Dodd City is located east of the center of Fannin County. Texas State Highway 56 passes through the town center, leading east 4.5 mi to Windom and west 6 mi to Bonham, the county seat.

According to the United States Census Bureau, Dodd City has a total area of 4.6 km2, all land.

==Demographics==

As of the census of 2000, there were 419 people, 160 households, and 120 families residing in the town. The population density was 247.5 PD/sqmi. There were 188 housing units at an average density of 111.1 /sqmi. The racial makeup of the town was 95.94% White, 1.43% African American, 0.72% Native American, 0.24% from other races, and 1.67% from two or more races. Hispanic or Latino of any race were 0.24% of the population.

There were 160 households, out of which 35.6% had children under the age of 18 living with them, 59.4% were married couples living together, 8.1% had a female householder with no husband present, and 25.0% were non-families. 22.5% of all households were made up of individuals, and 10.6% had someone living alone who was 65 years of age or older. The average household size was 2.62 and the average family size was 3.05.

In the town, the population was spread out, with 28.6% under the age of 18, 7.2% from 18 to 24, 28.6% from 25 to 44, 21.0% from 45 to 64, and 14.6% who were 65 years of age or older. The median age was 34 years. For every 100 females, there were 109.5 males. For every 100 females age 18 and over, there were 110.6 males.

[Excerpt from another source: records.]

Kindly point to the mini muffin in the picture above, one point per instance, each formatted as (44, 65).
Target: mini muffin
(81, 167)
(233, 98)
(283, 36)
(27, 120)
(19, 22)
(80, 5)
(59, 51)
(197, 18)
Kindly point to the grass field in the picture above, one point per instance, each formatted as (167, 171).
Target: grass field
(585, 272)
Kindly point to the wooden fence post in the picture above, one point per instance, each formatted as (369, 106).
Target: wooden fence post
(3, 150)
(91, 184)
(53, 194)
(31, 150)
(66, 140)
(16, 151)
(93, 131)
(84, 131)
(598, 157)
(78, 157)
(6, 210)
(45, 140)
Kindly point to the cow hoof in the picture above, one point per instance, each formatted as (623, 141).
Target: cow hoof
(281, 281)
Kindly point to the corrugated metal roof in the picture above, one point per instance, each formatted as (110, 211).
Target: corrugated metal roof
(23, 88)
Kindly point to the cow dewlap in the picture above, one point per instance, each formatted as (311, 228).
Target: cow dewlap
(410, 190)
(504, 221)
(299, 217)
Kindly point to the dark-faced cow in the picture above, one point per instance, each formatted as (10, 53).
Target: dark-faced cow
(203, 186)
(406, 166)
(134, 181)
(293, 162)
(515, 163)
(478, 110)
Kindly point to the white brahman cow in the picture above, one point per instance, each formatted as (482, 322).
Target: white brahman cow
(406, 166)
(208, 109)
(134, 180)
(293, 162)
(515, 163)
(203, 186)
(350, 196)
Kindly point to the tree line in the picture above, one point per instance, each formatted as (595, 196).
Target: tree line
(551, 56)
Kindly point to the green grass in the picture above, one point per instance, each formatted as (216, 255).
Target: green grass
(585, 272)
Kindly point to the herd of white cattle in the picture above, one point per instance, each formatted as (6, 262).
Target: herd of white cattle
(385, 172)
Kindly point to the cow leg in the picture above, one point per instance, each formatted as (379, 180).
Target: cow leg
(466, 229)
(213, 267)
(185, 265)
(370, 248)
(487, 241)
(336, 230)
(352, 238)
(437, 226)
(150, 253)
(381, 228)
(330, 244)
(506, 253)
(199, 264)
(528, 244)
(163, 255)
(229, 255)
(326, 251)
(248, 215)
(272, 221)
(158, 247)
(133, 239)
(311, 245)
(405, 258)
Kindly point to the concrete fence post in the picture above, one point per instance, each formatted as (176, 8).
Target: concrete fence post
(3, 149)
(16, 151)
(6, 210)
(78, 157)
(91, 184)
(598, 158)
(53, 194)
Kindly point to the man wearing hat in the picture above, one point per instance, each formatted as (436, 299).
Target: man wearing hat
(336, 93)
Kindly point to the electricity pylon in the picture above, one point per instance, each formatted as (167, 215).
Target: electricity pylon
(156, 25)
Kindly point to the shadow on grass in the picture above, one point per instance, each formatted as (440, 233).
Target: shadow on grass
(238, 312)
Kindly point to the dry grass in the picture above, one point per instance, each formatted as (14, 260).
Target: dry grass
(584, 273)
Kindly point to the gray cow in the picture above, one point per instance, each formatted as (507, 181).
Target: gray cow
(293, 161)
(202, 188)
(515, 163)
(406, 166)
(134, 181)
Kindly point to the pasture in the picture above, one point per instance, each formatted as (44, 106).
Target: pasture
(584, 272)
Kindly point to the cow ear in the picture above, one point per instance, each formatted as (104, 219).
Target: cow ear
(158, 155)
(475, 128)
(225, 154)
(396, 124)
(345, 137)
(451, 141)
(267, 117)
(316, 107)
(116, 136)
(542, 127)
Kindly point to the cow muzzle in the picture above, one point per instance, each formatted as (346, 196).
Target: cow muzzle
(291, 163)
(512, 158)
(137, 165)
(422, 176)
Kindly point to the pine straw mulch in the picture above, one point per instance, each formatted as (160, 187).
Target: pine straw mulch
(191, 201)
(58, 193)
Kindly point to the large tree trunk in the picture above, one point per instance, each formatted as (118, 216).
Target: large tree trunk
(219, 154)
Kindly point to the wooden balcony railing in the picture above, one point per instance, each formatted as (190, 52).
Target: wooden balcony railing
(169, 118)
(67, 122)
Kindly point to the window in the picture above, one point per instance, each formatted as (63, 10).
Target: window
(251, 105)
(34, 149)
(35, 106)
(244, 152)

The median income for a household in the town was $35,313, and the median income for a family was $45,972. Males had a median income of $38,750 versus $22,500 for females. The per capita income for the town was $21,873. About 10.4% of families and 15.9% of the population were below the poverty line, including 20.0% of those under age 18 and 10.0% of those age 65 or over.

Historical population
| Census | Pop. | Note | %± |
| 1890 | 333 |  | — |
| 1900 | 369 |  | 10.8% |
| 1910 | 289 |  | −21.7% |
| 1920 | 495 |  | 71.3% |
| 1930 | 370 |  | −25.3% |
| 1940 | 308 |  | −16.8% |
| 1950 | 329 |  | 6.8% |
| 1960 | 239 |  | −27.4% |
| 1970 | 302 |  | 26.4% |
| 1980 | 286 |  | −5.3% |
| 1990 | 350 |  | 22.4% |
| 2000 | 419 |  | 19.7% |
| 2010 | 369 |  | −11.9% |
| 2020 | 369 |  | 0.0% |
U.S. Decennial Census 2020 Census

==Education==
Dodd City is served by the Dodd City Independent School District and is home to the Dodd City High School Hornets, 2021 Texas State Class 1A champions in Girls Basketball and Softball.